Here’s a curated list of crazy savings from Black Friday sales in Europe:
• As we mentioned above, Amazon is having big Black Friday sales, though you might not be able to get stuff delivered if you live outside Germany. Amazon is having daily deals that go live each morning as well as Lightning Deals just so you never leave their website.
• Ingolstadt, Germany-based MediaMarkt is the big electronics retailer in much of Europe. Surprise, they’re blowing it out!
• EasyJet execs have invited themselves to the retailers’ party, announcing their own Black Friday flight bargains. Prices are crazy cheap for flights departing from airports in the United Kingdom to warmish spots such as Mallorca and Barcelona.
• Skyscanner will be tracking real-time travel bargains.
The Black Friday backstory
Black Friday historically comes from the 1960s in the United States when retailers wanted to increase their revenue, inventing the Black Friday concept. It’s called “Black Friday” because the all-important Christmas season marks the point retailers generally reach profitability for the year, and bookkeepers enter positive revenue and returns into ledgers in black numbers. (Losses, of course, are recorded in red numbers.)

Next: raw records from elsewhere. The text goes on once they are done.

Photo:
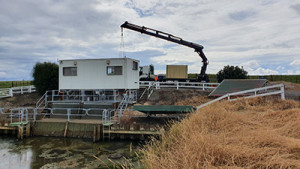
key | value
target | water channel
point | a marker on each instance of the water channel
(52, 152)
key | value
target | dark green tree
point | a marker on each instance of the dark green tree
(45, 77)
(231, 72)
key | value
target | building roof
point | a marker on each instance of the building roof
(236, 85)
(98, 59)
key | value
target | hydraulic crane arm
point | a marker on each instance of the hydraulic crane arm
(162, 35)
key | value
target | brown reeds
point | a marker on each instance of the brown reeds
(254, 133)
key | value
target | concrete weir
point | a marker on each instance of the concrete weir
(80, 128)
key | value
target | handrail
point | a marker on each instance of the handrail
(281, 91)
(172, 84)
(41, 101)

Black Friday was introduced in Europe several years ago by businesses who wanted to copy the successful model of American retailers. It has been gaining in popularity and is becoming an established business practice.
In Europe, Seattle-based Amazon is really pushing the concept of Black Friday into the consumers’ consciousness, an effort by the giant e-tailer that dates back to 2010. Throw enough marketing behind something and guess what … Black Friday has actually caught on in France and Britain in the seven years since they started.